Ortam anında değişti ve Kang Oh, sihirli çemberi koruyan bir cüce tarafından karşılandı.
“Bay Kang Oh. Uzun zaman oldu” dedi Cüce Savaşçısı.
“Evet, öyle. Lütfen bana Reis Randelhoff’un nerede olduğunu söyler misiniz?”
“Şef odasında olmalı.”
“Teşekkür ederim.”
Kang Oh hemen Randelhoff’un odasına yöneldi.
“Şef Randelhoff.”
“Ah, gelmişsin.”
Kang Oh, Kara Çekiç Cücelerinin bir arkadaşıydı. Onu hoş karşılamaları çok doğaldı.
“Beni aradığını duydum. Kılıcı yapmaya hazır değilsin, değil mi?” Kang Oh, sesi heyecanla doluydu.
Randelhoff başını salladı. “Hayır, seni bu yüzden aramadım.”
“O halde neye ihtiyacın vardı?”
“Bir iyilik isteyeceğim.”
“Bir iyilik mi?”
“Adamantium değerli taşını bize bırakabilir misin?”
“Adamantium mu? Neden?”
Randelhoff, “İyi malzemeleri görmek biz cüceleri motive ediyor. Adamantium demircilerimiz için iyi bir motivasyon görevi görecek” dedi.
Kang Oh’un gözleri parladı.
‘İyi malzemeleri görmek onları motive ediyor, ha…’

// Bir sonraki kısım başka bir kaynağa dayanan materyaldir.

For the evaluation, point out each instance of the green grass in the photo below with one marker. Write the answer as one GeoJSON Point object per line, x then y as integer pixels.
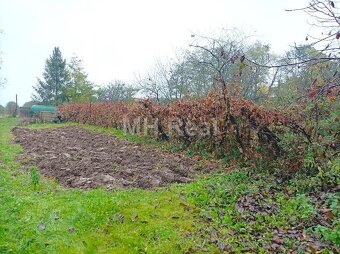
{"type": "Point", "coordinates": [39, 216]}
{"type": "Point", "coordinates": [36, 216]}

İyi bir fikri vardı. Onlara ne kadar değerli malzeme getirirse, onu bir iblis kılıcı yapacak kadar yetenekli bir demirciyi o kadar hızlı üreteceklerdi.
“Peki.” Kang Oh başını salladı.
“Teşekkürler.”
“Hemen sana getireceğim.”
“Hımm.”
Kang Oh, Altein’e döndü ve hemen Eder’in evine gitti.
“Ha? Neden buradasın?” Eder’in gözleri büyüdü. Şu anda Arumode’un vücudundaydı.
‘Ayrılalı o kadar uzun zaman olmadı mı?’
“Kasanızdan adamantium’u almaya geldim.”
“Neden?”
“Cüceler bunu istedi.”
“Ah, cüceler seni kılıcın mı yapıyor?”
“Hayır. Görünüşe göre cüceler değerli malzemeleri görmekten ilham alıyor, bu da onların daha çok çalışmasını falan sağlıyor.”
“Anlıyorum.” Eder, üzerinde 1403 rakamının yazılı olduğu altın parayı cebine attı. Bu onun kasasının anahtarıydı!
“Ah, bu arada, Eder.”
“Evet?”
“Ejder Kemiği hâlâ sende, değil mi?”
“Ne?”
“Kemik Ejderhalarının düşürdüğü Ejderha Kemiği.”
Eder müzayededen Eclipse’in Tırpanını, Ölümsüz Hükümdarın Elbise setini vb. satın almıştı ama aynı zamanda Ejderha Kemiği’ni de satın almıştı.
“Ah, evet. Bende var.”
“Ödünç almak istiyorum!”
“Üzgünüm?”
“Onu bana ödünç vermeni istiyorum. Ejderha Kemiği nadir bir malzemedir. Cüceler adamantium ve Ejderha Kemiği’ni görürlerse çok daha mutlu olacaklar.”
“…” Eder’in ifadesi açıkça ‘Hayır, teşekkür ederim’ diyordu.
“Peki o zaman. Tanrıçanın görevini daha sonra yapacağım. Aceleye gerek yok, değil mi?” Kang Oh baş belası olmaya karar verdi.
“Vay. Peki, ödünç almana izin vereceğim.” Eder içini çekti.
“İyi görüşme.” Kang Oh sırıttı.
Kang Oh, Eder’den Ejderha Kemiği’ni ‘çaldı’ ve ardından ikili Diana Bank’a doğru yola çıktı.